Keywords: Polymorphisms, T2DM, Chinese population, MicroRNA
Diabetes threatens to overwhelm the health-care system in China. In 2011, the prevalence of all types of diabetes in China rose to a staggering 11.6%. Type 2 diabetes mellitus (T2DM), which accounts for 85-95% of all diabetes cases, is characterized by complex traits and may result from both genetic and environmental factors.
Recently, genome-wide association studies have proven a considerable number of single nucleotide polymorphisms (SNPs) to be the basis of the genetic risk factors for T2DM, such as the SNPs in TCF7L2, PPARγ and KCNJ11[2-8]. However, these SNPs can only explain approximately 10% of the heritability of T2DM[9,10]. Until recently, few studies have focused on examining the factors involved in the regulation of gene transcription and translation, such as microRNA (miRNA or miR).

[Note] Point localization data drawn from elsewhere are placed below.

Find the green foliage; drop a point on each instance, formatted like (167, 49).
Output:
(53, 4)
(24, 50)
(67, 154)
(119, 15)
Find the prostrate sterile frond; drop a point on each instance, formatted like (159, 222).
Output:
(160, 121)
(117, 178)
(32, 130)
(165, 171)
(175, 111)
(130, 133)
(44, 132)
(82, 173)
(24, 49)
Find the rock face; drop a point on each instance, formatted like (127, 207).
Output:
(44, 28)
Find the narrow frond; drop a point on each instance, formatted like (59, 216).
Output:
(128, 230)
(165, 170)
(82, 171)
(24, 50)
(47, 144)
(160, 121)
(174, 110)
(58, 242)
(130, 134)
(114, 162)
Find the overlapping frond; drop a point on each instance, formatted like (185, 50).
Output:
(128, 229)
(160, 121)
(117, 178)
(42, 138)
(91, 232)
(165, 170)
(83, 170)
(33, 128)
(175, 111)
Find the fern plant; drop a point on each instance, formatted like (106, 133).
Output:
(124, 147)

miRNA, which is generated from endogenous hairpin structured transcripts throughout the genome, is estimated to regulate at least 20-30% of all human genes[11,12]. miRNAs are small, single-stranded molecules with lengths of 21-23 nucleotides that serve as posttranscriptional regulators of mRNA. By binding to miRNA recognition elements in the 3'untranslated region of mRNA, miRNA promotes mRNA degradation, inhibits its translation, negatively regulates target gene expression[12,13], changes protein expressions and causes disease.
Recently, a number of studies have reported that miRNA contributes to the development of T2DM[15-19]. For example, miR-124a, abundant in the pancreatic beta cells, could regulate not only pancreatic β cell differentiation but also insulin secretion through its target gene, FoxA2 (forkhead box protein A2, also known as HNF3β). Moreover, both in vitro and in vivo studies have provided evidence that miR-146a plays an important role in the proinflammatory state in diabetes.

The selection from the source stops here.